Using this novel dataset, we create a network model in order to better understand how different manuscripts relate to one another, based on their shared content. We generalize the similarity metrics used in a previous study and construct a monopartite graph using the networkx Python library. In our model, nodes represent tropers and are mapped to their geographical locations of origin according to CT.
Since our goal is to analyze troper groups that might represent different traditions, we employ an unsupervised community detection algorithm to partition the graph. The regional groups we found might be tied to the political situation when the tropes were first created: The separation of the Carolingian empire into three different zones in 943 a.D. Interestingly, not all found communities are regionally close, demonstrating that geographical distance is not always the most important factor.
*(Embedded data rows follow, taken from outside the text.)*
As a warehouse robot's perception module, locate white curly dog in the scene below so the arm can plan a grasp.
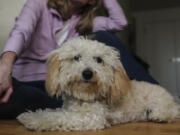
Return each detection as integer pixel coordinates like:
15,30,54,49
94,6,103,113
17,37,180,131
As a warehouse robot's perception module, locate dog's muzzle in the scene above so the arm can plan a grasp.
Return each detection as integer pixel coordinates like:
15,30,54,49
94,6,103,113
82,68,93,81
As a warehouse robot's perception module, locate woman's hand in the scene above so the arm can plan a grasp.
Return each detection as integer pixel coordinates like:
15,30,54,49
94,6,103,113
0,52,16,103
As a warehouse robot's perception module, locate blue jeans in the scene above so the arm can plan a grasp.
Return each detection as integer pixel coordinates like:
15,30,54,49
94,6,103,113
0,31,157,119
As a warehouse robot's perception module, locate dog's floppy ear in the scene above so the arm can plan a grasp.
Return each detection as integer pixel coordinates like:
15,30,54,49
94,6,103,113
107,66,131,106
45,52,61,96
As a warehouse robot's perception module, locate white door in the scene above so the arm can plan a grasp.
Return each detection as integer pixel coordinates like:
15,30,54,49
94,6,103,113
136,8,180,96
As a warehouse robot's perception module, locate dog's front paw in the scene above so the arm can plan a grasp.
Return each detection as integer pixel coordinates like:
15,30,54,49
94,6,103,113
17,109,61,131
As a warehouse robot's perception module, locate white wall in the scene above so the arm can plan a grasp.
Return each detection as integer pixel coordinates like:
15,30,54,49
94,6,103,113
0,0,26,52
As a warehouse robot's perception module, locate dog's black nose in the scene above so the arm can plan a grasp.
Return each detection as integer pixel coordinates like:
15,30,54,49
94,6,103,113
82,69,93,81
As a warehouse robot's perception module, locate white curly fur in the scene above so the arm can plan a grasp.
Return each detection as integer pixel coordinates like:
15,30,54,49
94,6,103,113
17,37,179,130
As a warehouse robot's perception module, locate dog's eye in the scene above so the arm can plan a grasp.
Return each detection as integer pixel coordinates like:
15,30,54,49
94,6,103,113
74,55,81,61
95,57,103,63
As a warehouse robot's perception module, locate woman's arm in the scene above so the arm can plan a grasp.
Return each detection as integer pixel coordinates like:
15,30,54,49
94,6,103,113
93,0,127,32
3,0,44,56
0,0,44,103
0,52,16,103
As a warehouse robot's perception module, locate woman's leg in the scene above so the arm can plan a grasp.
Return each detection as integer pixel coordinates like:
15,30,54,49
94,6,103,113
92,31,158,84
0,79,62,119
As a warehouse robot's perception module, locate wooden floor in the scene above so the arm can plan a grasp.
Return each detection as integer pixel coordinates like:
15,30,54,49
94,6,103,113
0,120,180,135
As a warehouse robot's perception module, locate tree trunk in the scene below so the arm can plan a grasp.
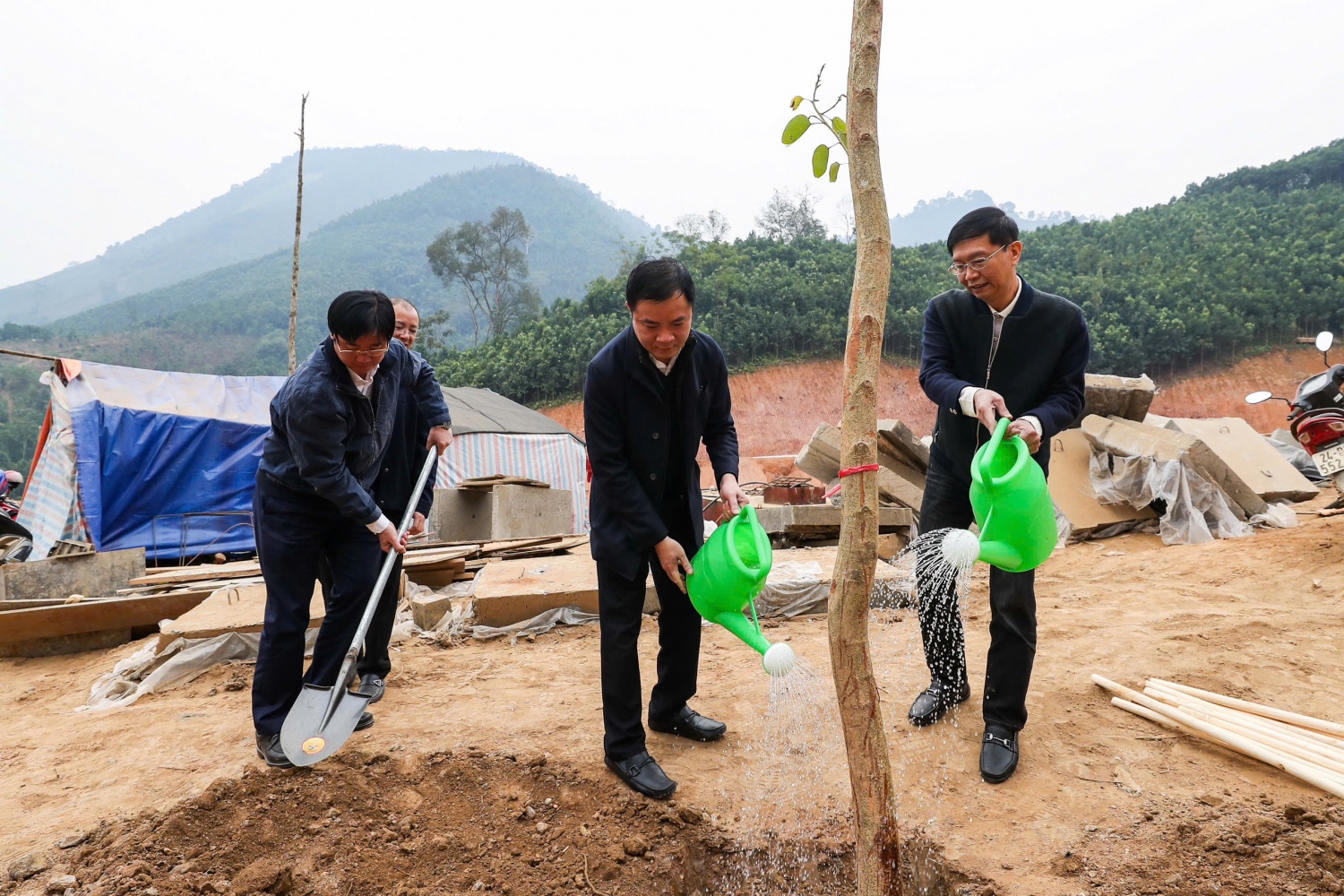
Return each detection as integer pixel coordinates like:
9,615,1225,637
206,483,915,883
828,0,900,896
289,94,308,374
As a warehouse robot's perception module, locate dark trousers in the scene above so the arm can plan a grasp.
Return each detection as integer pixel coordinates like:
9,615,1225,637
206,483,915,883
317,550,403,678
597,520,701,761
916,454,1037,731
253,477,383,735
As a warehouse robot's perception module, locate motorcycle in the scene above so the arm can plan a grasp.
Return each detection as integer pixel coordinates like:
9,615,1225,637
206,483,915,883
1246,332,1344,495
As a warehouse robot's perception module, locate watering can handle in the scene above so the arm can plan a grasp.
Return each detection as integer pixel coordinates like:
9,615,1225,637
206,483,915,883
980,417,1010,482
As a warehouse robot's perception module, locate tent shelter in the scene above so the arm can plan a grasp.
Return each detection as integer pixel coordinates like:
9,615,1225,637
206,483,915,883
19,360,588,560
438,388,589,532
19,360,285,560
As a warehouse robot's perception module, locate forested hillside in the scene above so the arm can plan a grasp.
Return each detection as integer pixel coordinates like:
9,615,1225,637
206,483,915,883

Our poster shows how network analysis and visualization can reveal patterns in concordance data. These patterns can further be related to and potentially explained by prior scholarship. The poster prominently features a central visualization, displaying the network of manuscripts and their similarities, from which the hypothesis can also be traced: The grouping, which is discernible from the data using community detection algorithms, aligns with the divisions of the Carolingian empire post-943. We further provide information about means of accessing the data to reproduce our results.